Key Points of the Report

  • Material Definitive Agreement: The Company filed an 8-K to disclose that on February 27, 2026, it entered into the fourth amendment of its major credit agreement with its primary lenders.
  • Changes to Minimum Liquidity Requirements:
    • From December 10, 2025, through March 31, 2026, Arq is required to maintain a minimum liquidity of \$2.0 million.
    • Effective April 1, 2026, and at all times thereafter, the minimum liquidity threshold increases to \$5.0 million.
  • Changes to Borrowing Base for Inventory:
    • From December 10, 2025, through March 31, 2026, 50% of the revolving loan limit can be used for inventory.
    • From April 1, 2026, and thereafter, this percentage decreases to 40%.
  • Other Affirmations: The Company reaffirmed that all representations and warranties in the original Credit Agreement remain true and correct, except as amended.
  • Signatories: The amendment was executed by Apollo Capital Management GP, LLC, as general partner of MidCap Funding IV Trust (Agent and Lender), and by Stacia Hansen, Chief Accounting Officer and Treasurer of Arq, Inc. and its subsidiaries.

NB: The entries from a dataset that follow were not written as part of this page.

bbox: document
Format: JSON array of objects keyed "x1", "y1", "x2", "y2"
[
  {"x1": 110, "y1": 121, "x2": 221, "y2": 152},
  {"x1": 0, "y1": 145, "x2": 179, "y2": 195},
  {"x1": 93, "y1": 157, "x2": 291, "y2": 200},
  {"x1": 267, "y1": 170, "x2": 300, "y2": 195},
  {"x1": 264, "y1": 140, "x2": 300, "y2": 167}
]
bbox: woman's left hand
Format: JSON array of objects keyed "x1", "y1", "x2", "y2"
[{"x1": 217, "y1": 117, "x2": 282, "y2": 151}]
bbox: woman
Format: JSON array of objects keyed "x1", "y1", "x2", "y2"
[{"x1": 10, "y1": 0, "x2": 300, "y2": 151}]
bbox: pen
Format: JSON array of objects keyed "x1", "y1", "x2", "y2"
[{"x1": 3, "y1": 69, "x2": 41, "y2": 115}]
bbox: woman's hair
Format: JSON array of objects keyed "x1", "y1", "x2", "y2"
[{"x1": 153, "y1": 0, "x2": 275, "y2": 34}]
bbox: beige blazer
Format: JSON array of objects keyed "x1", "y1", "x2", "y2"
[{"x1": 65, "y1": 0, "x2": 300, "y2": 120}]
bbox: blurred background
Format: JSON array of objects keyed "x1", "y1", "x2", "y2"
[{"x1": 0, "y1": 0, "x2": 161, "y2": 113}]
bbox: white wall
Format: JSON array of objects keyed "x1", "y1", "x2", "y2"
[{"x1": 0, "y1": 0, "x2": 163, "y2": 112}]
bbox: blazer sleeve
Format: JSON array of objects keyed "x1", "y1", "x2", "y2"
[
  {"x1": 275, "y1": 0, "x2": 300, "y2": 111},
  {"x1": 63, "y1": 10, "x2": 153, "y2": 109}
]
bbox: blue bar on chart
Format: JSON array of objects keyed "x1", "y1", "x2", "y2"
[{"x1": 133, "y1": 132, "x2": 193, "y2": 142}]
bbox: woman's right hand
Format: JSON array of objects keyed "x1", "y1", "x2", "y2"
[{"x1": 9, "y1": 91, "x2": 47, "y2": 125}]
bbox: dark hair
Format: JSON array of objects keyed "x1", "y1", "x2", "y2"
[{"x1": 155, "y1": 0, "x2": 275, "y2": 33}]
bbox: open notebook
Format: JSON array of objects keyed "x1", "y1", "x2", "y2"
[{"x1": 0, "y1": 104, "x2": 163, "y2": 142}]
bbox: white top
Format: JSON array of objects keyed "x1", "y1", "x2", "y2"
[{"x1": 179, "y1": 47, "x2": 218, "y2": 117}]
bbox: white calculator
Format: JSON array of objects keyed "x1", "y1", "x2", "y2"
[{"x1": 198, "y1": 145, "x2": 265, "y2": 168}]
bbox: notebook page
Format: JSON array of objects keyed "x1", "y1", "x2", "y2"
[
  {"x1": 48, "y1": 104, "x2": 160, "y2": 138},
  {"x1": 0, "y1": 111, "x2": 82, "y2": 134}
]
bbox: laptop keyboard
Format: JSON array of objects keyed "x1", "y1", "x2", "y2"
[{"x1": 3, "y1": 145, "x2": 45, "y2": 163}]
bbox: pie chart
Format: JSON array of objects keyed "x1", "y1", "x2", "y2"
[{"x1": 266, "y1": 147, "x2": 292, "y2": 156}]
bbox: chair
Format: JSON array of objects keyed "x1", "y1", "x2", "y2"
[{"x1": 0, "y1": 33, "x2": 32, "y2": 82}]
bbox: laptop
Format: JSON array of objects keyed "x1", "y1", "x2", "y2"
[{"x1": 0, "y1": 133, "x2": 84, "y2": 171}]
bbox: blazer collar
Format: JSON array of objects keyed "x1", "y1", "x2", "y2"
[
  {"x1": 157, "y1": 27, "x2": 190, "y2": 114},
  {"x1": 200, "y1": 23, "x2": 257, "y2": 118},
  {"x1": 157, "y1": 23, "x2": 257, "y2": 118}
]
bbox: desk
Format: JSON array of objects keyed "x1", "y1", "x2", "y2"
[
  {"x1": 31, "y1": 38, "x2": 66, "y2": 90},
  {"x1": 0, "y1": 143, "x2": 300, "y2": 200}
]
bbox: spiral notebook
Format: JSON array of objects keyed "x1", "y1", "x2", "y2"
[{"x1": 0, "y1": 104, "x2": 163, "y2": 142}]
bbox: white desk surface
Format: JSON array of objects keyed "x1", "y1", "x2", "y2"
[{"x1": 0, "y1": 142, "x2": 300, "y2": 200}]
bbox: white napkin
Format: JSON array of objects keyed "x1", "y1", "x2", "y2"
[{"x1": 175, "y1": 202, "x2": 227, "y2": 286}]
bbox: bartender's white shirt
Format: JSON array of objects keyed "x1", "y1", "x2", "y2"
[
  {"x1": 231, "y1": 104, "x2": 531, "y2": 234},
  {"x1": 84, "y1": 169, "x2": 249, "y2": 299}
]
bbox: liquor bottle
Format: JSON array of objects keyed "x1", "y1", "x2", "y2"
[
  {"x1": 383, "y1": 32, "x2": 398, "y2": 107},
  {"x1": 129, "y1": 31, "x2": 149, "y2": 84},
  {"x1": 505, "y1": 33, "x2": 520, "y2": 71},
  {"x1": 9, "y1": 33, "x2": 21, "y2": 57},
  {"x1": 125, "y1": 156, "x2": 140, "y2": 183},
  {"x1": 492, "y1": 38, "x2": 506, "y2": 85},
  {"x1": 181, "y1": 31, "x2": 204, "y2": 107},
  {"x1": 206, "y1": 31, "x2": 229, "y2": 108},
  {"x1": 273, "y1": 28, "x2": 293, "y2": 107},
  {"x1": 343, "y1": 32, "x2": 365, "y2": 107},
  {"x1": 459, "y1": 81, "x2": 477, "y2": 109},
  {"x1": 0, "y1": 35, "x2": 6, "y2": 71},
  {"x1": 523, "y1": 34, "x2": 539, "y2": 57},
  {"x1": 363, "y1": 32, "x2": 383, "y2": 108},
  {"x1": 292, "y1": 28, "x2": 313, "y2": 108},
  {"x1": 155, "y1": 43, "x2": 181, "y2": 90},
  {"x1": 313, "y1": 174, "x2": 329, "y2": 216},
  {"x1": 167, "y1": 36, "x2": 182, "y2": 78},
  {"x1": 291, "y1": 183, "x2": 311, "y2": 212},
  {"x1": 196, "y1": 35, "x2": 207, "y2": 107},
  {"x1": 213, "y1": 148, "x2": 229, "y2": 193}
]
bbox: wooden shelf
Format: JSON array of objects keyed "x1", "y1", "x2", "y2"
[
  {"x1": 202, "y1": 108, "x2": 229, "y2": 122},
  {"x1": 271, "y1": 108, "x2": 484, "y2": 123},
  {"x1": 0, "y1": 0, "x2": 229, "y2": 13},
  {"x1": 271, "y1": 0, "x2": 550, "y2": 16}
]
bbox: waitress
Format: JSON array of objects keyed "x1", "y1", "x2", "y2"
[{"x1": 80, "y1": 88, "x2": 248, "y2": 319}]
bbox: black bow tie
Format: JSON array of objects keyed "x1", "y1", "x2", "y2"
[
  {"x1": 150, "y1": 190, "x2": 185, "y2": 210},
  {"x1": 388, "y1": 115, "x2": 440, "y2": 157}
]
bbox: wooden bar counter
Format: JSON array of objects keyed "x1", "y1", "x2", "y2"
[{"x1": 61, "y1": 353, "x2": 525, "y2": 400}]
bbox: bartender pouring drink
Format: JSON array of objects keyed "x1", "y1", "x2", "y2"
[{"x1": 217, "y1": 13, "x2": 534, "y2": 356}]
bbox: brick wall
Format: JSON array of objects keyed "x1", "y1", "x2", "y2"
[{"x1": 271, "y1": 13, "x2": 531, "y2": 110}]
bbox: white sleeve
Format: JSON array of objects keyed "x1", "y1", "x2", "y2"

Important Information for Shareholders

  • Liquidity Requirements: The step-up in minimum liquidity, from \$2 million to \$5 million, is a material financial covenant that could impact the Company’s operational flexibility and working capital. Failure to meet these thresholds could result in a default under the credit agreement, which is a potentially price-sensitive risk.
  • Borrowing Base Reduction: The reduction in the eligible percentage of inventory for the borrowing base from 50% to 40% after March 31, 2026, may limit the Company’s ability to draw on its revolving credit facility, affecting liquidity and possibly constraining growth or operational initiatives.
  • Secured Debt Covenant: These amendments reflect lender demands for increased liquidity and reduced leverage, which may indicate a more cautious outlook from creditors regarding Arq’s financial position or market conditions.

Potential Share Price Impact

  • Positive: The execution of this amendment shows Arq’s proactive engagement with its lenders to manage financial risk and maintain access to credit facilities.
  • Negative: The stricter liquidity requirements and borrowing base limitations may signal increased risk, potential cash flow constraints, or expectations of higher volatility in the Company’s operations. These factors could impact investor sentiment and the Company’s share price.
  • Market Attention: Investors should closely monitor Arq’s liquidity levels and compliance with these covenants in upcoming quarters, as any breach could have significant repercussions.

Other Notable Information

  • Company Profile: Arq, Inc. (Nasdaq: ARQ) is a Colorado-based company listed on the Nasdaq Global Market, classified under Miscellaneous Chemical Products (SIC 2890).
  • Corporate Actions: The Company is not an emerging growth company and has not elected to use any extended transition period for new or revised accounting standards.

Conclusion

The amendment to Arq’s Credit, Security and Guaranty Agreement is a significant event for shareholders, as it directly impacts the Company’s liquidity management and access to credit. The step-up in minimum liquidity requirements and the reduced inventory borrowing base, effective April 1, 2026, may affect Arq’s flexibility and operational capacity. Investors are advised to monitor future filings for updates on the Company’s compliance with these new covenants.


Disclaimer: This article is for informational purposes only and does not constitute investment advice, an offer, or solicitation to buy or sell any securities. Investors should conduct their own due diligence or seek advice from a qualified financial advisor before making investment decisions. The author and publisher assume no responsibility or liability for any actions taken based on the information provided.